Quantum Resistant Cryptosystem-Based Security Protocol for 5G Network

Security is crucial for wireless communication networks, especially as quantum computing advances rapidly. It won’t be long before quantum attacks become feasible, potentially crippling large wireless networks within minutes. Current methods for securing connections and transactions—such as keys, certificates, and data—could be compromised by quantum computers. One concern is the use of fake base stations with stronger signal strengths to lure users into connecting with them in wireless communication network. A quantum-powered attacker could easily break traditional encryption algorithms and launch various attacks almost instantly.
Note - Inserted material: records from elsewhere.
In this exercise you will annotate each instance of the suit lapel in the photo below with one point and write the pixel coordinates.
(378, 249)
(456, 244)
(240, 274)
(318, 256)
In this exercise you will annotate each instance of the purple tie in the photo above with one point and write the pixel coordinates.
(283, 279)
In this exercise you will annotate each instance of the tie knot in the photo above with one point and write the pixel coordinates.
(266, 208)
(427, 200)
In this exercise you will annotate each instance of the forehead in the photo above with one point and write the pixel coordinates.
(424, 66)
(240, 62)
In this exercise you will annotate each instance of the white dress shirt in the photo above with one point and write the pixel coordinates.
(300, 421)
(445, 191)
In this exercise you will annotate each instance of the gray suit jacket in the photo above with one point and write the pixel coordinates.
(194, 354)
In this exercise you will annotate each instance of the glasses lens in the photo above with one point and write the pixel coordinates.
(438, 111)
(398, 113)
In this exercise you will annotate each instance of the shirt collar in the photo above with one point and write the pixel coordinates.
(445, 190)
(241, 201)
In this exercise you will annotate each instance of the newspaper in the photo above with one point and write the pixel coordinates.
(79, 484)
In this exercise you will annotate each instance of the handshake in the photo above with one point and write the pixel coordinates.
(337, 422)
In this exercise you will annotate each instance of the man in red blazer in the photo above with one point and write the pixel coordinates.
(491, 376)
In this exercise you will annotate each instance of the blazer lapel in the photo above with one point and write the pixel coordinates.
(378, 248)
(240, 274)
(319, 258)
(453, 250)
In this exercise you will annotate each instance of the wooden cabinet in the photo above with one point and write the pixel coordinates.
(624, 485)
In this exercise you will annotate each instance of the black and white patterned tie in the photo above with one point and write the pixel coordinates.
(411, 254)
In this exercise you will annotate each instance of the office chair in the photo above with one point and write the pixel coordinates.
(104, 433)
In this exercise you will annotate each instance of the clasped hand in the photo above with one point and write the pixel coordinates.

An example of this is the "bidding down" attack, where an attacker convinces both the user and network entities that security features are not upheld, despite their actual presence. This type of attack exploits the security weaknesses of older mobile networks. This paper explores security advancements and challenges related to contemporary public key cryptography, including RSA algorithms based on factorization and discrete logarithm problems with Diffie-Hellman and Elliptic-Curve Cryptography (ECC). While these methods provide adequate protection today, quantum computers could potentially break these algorithms or weaken cryptographic keys and hashes within minutes. Quantum cryptography, or quantum-resistant cryptography, objectives to develop algorithms and protocols resilient to quantum computing threats. This paper examines security vulnerabilities in wireless communication networks, focusing on key confirmation and authentication mechanisms. We propose a robust authentication and key agreement protocol for 5G networks using quantum-resistant cryptography. Our proposed protocol, verified with a verification tool, enhances the security of the authentication and key agreement procedures in wireless communication networks.